Nuevamente, el Presidente puso sobre el tapete, en Nueva York y en el Encuentro Latinoamericano Progresista (Elap), lo necesario que es eliminar las formas ilegítimas de acumulación: herencias y plusvalía. Aunque ya el Régimen incrementó la cifra mínima para la aplicación de esa tabla, el tema es algo que está ahí presente y a sabiendas que fue el espíritu de esa ley -no necesariamente el monto- lo que movilizó a la clase media quiteña.
Para el Gobierno, se trataba de un impuesto que no afectaba sino al 2% de la población y que la retiraría definitivamente si se comprobaba lo contrario. No se ha dicho a cuántos afecta la nueva base imponible de aproximadamente USD 170 00, pero es de suponer que la cifra caerá radicalmente. Pero ese no es el problema, sino otro.
A falta de un sujeto político identificable de esta revolución que no se restrinja a esa entelequia denominada ‘ciudadana’, esta bien podría ser la revolución de la clase media.
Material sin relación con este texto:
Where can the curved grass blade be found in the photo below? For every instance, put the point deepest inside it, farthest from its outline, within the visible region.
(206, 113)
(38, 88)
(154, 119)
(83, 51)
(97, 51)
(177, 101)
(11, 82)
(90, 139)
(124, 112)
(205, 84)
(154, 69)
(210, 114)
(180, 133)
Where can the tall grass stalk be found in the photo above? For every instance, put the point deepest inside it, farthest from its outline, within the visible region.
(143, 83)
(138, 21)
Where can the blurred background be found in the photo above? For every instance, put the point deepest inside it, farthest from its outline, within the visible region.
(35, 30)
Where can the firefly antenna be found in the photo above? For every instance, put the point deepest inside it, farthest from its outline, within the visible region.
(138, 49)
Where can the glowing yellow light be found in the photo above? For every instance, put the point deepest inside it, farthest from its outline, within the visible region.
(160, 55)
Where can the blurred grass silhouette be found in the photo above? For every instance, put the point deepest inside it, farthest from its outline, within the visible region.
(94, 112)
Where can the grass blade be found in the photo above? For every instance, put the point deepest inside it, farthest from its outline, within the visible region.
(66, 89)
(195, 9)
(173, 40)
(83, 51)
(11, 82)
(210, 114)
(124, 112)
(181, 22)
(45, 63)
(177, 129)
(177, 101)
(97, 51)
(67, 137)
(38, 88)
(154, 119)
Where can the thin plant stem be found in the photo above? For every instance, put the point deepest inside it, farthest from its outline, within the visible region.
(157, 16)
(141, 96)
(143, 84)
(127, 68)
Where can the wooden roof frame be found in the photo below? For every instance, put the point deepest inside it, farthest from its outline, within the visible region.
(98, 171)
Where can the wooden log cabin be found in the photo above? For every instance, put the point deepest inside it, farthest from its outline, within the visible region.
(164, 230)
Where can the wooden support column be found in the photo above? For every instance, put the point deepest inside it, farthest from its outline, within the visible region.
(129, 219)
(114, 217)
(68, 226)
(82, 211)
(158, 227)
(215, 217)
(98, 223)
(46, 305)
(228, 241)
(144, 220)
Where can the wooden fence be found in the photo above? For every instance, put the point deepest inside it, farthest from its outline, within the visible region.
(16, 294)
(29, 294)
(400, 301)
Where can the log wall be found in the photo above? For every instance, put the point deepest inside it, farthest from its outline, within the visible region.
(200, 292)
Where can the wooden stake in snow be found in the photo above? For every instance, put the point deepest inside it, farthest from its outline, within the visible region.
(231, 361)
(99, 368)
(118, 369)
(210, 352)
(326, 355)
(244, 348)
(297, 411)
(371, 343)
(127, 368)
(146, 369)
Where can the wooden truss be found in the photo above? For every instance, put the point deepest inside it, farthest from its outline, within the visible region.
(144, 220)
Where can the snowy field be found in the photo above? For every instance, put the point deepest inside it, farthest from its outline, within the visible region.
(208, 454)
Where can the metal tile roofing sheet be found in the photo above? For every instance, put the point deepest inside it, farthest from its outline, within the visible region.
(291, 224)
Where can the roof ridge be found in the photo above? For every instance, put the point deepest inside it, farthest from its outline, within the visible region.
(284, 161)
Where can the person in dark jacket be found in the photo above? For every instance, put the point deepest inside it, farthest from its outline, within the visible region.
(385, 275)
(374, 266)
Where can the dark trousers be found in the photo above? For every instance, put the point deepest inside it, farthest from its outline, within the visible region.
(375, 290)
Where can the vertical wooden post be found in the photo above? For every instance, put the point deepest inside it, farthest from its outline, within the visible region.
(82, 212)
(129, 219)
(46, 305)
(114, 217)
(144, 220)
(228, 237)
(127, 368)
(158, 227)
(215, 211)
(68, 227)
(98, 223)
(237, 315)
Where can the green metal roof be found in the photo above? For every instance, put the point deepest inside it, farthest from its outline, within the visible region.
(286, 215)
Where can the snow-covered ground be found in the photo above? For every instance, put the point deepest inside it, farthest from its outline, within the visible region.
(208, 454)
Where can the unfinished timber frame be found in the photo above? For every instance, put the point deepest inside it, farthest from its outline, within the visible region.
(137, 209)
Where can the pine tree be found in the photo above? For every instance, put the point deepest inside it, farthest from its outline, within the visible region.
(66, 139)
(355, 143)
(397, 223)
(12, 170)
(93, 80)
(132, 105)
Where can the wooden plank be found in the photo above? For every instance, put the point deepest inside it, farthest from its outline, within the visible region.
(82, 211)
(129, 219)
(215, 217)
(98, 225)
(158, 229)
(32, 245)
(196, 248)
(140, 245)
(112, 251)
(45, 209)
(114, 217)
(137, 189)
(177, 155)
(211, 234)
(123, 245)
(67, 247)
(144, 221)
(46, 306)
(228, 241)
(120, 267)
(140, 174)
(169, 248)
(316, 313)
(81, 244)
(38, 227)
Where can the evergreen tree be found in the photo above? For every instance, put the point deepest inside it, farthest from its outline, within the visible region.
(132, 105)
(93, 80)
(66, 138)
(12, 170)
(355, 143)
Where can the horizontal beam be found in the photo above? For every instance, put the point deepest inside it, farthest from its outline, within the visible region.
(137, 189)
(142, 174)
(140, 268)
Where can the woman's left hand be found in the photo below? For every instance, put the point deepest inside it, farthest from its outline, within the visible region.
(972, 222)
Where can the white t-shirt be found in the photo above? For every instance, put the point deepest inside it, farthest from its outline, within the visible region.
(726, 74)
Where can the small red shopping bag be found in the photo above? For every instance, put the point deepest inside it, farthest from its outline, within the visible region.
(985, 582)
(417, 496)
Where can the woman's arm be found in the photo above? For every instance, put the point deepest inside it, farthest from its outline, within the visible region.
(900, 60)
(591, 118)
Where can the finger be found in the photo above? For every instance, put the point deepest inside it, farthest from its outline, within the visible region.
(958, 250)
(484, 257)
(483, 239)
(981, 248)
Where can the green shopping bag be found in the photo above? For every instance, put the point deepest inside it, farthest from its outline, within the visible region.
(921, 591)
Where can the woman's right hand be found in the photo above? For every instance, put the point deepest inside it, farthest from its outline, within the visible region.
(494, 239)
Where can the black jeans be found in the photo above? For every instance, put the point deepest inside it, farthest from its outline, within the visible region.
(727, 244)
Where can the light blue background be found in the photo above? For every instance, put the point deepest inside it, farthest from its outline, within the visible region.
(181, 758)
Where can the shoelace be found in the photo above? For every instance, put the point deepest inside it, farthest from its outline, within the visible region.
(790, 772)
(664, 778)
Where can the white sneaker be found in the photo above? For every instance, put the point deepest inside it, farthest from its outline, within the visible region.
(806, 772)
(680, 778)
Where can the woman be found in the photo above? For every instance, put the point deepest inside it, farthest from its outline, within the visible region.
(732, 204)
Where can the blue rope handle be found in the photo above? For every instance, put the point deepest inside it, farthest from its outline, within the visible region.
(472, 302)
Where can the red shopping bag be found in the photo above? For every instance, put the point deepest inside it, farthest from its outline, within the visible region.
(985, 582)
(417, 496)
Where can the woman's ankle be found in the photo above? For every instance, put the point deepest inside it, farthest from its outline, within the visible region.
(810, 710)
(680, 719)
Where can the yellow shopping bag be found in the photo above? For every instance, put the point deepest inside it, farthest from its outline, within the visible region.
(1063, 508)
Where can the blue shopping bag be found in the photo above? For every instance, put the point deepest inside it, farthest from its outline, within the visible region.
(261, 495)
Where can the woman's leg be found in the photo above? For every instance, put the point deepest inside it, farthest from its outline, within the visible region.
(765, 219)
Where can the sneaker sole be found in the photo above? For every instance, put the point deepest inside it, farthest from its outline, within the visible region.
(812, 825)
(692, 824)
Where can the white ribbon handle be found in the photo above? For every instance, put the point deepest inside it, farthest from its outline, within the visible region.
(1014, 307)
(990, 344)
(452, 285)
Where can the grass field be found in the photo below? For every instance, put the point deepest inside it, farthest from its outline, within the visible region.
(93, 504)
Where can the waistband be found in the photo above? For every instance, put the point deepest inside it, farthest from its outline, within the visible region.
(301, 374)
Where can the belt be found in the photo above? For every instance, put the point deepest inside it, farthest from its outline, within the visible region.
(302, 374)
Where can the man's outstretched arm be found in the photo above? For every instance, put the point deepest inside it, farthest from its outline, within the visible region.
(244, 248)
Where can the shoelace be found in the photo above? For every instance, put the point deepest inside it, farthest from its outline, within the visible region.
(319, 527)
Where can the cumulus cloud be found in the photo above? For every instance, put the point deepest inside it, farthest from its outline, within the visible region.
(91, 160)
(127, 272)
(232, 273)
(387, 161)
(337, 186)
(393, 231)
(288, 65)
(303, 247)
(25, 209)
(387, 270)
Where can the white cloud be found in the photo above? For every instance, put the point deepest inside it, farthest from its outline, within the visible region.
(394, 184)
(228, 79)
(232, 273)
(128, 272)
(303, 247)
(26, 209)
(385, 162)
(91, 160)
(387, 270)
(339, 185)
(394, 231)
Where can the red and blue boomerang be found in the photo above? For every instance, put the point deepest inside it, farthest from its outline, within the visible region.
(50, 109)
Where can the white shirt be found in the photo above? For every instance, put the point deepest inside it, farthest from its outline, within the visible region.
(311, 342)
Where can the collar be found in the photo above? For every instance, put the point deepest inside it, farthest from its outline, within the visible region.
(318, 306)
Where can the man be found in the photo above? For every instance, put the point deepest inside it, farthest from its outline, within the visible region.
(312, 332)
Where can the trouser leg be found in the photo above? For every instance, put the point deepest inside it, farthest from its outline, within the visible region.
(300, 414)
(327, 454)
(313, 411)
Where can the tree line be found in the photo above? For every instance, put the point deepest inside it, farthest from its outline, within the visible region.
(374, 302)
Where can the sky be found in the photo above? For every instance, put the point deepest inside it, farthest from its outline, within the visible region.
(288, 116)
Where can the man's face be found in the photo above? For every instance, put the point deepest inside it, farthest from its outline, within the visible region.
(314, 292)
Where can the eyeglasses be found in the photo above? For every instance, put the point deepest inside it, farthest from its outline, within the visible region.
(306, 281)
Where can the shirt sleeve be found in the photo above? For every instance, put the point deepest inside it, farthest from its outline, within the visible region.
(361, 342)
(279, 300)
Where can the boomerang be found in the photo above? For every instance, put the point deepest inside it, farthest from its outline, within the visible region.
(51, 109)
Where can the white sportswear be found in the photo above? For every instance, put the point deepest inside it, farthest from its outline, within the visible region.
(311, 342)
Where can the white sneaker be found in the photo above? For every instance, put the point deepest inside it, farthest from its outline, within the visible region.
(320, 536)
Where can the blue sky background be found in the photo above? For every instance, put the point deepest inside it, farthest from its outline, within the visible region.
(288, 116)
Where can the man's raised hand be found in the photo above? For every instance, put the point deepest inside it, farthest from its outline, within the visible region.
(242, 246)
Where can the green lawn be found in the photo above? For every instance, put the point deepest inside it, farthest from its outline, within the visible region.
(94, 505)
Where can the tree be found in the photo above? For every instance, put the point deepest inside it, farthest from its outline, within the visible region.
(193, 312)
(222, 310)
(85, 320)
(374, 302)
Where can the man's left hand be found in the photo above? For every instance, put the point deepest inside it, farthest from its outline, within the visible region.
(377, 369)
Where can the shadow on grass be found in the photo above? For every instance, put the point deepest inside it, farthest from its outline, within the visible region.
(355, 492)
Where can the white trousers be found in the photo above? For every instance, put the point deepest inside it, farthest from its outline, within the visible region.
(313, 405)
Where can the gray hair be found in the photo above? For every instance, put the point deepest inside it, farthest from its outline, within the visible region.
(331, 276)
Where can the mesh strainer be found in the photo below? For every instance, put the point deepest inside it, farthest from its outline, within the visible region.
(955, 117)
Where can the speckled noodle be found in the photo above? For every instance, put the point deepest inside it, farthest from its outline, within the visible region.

El fervor con que mostraban el crecimiento del consumo como parte del éxito del proyecto político se debe a la clase media. Es esta la que consume, la que se endeuda para seguir consumiendo, la que declara impuestos, la que sostiene buena parte de la economía nacional.
Es algo complicado definir qué es la clase media y muchas veces se la valora según las categorías morales, como aquella de que hay cierta clase media quiteña violenta por las herencias, según un funcionario, o su arribismo constante.
El Gobierno necesita de la clase media. Hizo que creciera. Las salvaguardias, por ejemplo, van en su contra. Y solo hay que tener sentido común para saber que si el tendero del barrio subió mucho sus precios, el consumidor no tiene por qué seguir siendo su cliente incondicional y no buscar, a la vuelta de la esquina, un precio más razonable para su economía. Y si la cosa sigue complicándose, volverá a la calle.
No es necesario ser un analista político para saber que la gente vota con el bolsillo. Esta revolución de la clase media habla en nombre de los pobres, pero no desde los pobres.